For years, Chris' father has given him money to buy presents, since he's never with his son much himself to get to know what he'd like. When aunt Elizabeth drops Chris and Nan off at a movie soon after Nan's arrival, Chris opts to shop for a present instead. In a strange store he's never been to before, he finds a very old model inn, bearing the sign of a red hart (i.e., a male red deer).
Chris and Nan soon discover that the Red Hart carries some kind of magic; in their dreams, they find themselves in the real Red Hart, an English inn, in various periods of the past.
"The King's Hunters", in King James' reign, finds the two of them thwarting a Pursuivant who attempts to prove that the inn's owner is secretly a Catholic priest (a capital offense in that place and time). Catherine Aird's mystery _A Most Contagious Game_ would be a good read for anyone who's interested in how priests managed to survive and the tricks used to build hiding places for them.
In "The Gentlemen", a wounded Excise officer is being sheltered from local smugglers in the inn. This story makes a sharp, interesting contrast to Vic Crume's _Dr. Syn Alias the Scarecrow_, a terrific book that's also a movie by Disney with Patrick McGoohan (the hardest Disney classic to find on video as of this writing, may I add). The chief of the smugglers in "The Gentlemen" is as anonymous as the masked Scarecrow - 'he could be any man in the village, leaving out the parson and the squire.' (If you've read or seen the Scarecrow's story, you'll get the joke.)
In "Hue and Cry", Chris is falsely accused of setting fire to Squire Mallory's barn, a blaze that could have killed several men.
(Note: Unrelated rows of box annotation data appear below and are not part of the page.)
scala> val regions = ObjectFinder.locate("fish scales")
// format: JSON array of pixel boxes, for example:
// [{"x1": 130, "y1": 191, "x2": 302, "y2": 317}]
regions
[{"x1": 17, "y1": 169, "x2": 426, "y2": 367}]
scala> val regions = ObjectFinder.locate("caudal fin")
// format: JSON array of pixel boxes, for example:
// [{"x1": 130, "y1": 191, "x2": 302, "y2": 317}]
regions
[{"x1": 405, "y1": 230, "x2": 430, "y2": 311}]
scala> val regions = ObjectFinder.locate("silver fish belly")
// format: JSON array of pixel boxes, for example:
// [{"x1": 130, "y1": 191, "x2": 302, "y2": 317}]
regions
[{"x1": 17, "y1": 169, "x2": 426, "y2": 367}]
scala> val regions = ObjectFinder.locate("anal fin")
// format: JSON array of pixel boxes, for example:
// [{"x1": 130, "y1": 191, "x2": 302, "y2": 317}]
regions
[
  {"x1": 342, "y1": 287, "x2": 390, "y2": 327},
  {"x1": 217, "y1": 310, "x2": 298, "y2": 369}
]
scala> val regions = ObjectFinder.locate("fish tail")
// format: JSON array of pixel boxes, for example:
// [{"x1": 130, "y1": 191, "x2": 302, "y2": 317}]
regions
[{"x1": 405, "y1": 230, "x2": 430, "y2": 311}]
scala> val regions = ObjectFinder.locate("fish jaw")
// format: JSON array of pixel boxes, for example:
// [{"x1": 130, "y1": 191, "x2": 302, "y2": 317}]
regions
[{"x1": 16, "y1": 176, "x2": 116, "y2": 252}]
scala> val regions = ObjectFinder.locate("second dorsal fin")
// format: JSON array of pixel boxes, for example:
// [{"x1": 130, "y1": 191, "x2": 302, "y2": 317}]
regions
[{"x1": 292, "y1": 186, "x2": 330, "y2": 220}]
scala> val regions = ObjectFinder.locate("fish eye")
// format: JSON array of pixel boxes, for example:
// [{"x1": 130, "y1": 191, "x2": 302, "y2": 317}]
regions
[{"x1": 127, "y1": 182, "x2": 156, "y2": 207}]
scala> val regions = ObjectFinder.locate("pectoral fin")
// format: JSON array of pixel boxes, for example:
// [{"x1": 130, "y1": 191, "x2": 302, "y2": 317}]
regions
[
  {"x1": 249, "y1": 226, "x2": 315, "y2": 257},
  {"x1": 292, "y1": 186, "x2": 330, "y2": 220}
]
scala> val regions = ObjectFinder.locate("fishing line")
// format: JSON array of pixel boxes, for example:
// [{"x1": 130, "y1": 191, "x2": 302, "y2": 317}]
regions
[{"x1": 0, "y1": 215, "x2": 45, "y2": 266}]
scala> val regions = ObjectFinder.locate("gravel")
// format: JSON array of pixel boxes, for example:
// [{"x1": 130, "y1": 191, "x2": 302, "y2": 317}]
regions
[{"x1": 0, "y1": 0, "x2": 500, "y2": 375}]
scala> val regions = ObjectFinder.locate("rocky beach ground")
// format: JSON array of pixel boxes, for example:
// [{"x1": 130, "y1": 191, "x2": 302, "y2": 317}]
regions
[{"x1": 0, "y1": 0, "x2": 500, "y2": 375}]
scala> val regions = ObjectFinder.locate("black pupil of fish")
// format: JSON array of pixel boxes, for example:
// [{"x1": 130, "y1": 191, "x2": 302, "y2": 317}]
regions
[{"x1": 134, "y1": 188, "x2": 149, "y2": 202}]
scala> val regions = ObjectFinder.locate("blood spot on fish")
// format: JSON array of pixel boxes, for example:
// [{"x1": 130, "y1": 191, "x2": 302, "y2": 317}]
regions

Harry Hawkins, a friend of his father's days in Wellington's army, one of the Bow Street runners, is called in by Ira Fitton to uncover the truth. (This is *long* before the runners evolved into the Bow Street Station of Anne Perry's Thomas Pitt.)
In the present, the kids have their own troubles, apart from getting along with each other. Nan is 'befriended' by the most popular girl in class - only to find that the price of entry into her circle is too high. Chris, on the other hand, is the favorite target of the most popular kid in *his* school - the bully who's captain of the soccer team. The lessons they learn in the past stand them in good stead.